Snappy: Your Vision Retrieval Buddy!

Snappy_light_readme

From Template to Tool: The Evolution of Snappy

A few months back, I shared The Most Beautiful RAG, a template for building vision-based document retrieval systems using ColPali embeddings. That project was about exploring the possibilities; what happens when you stop treating documents as pure text and start treating them as visual artifacts?

Snappy is the evolution of that template and it seeks to come closer to production-readiness.

Repo: https://github.com/athrael-soju/Snappy
Documentation:

Quick View

What Is Snappy?

Snappy is a vision-first document retrieval system. Instead of relying on OCR to extract text from PDFs (and losing all the context that comes with layout, tables, handwriting, and visual markers), Snappy treats each page as an image and searches based on visual similarity.

Think of it this way: when you're looking for a specific invoice, you're not just remembering the words on it; you're remembering the logo, the table layout, maybe a stamp or signature. Snappy searches the same way.

Core pieces:

FastAPI backend with routes for indexing, search, chat (streaming), and maintenance
ColPali embedding service (CPU or GPU) for vision-based embeddings
Qdrant for multivector search with optional binary quantization
MinIO for object storage of page images
Next.js 16 frontend with React 19.2 for a responsive, real-time UI
OpenAI Responses API for streaming chat with visual citations

Why Vision-First Retrieval?

Traditional RAG pipelines rely on text extraction. You parse a PDF, pull out the text, chunk it, embed it, and search. This works fine for clean, text-heavy documents. But what about:

Legal documents with annotations and stamps
Medical records with handwritten notes and diagrams
Financial statements with specific table layouts and logos
Academic papers where figures, equations, and charts matter as much as the text
Historical archives where the visual appearance is part of the context

OCR-based approaches lose this information. Vision-first retrieval preserves it.

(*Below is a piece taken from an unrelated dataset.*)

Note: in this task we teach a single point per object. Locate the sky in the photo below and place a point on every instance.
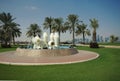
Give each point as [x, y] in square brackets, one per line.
[27, 12]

Snappy uses ColPali-style embeddings; multivector representations that capture both textual content and visual structure. Each page is rasterized, embedded as a sequence of patch-level vectors, and stored alongside the original image. When you search, you're matching against the full visual representation, not just extracted text.

From Template to Production

The original nextjs-fastapi-colpali-template was a proof of concept. It demonstrated that vision-based retrieval could work, but it was minimal; it needed frontend polish, more robust live progress tracking, configuration UI, and had no production-ready deployment options.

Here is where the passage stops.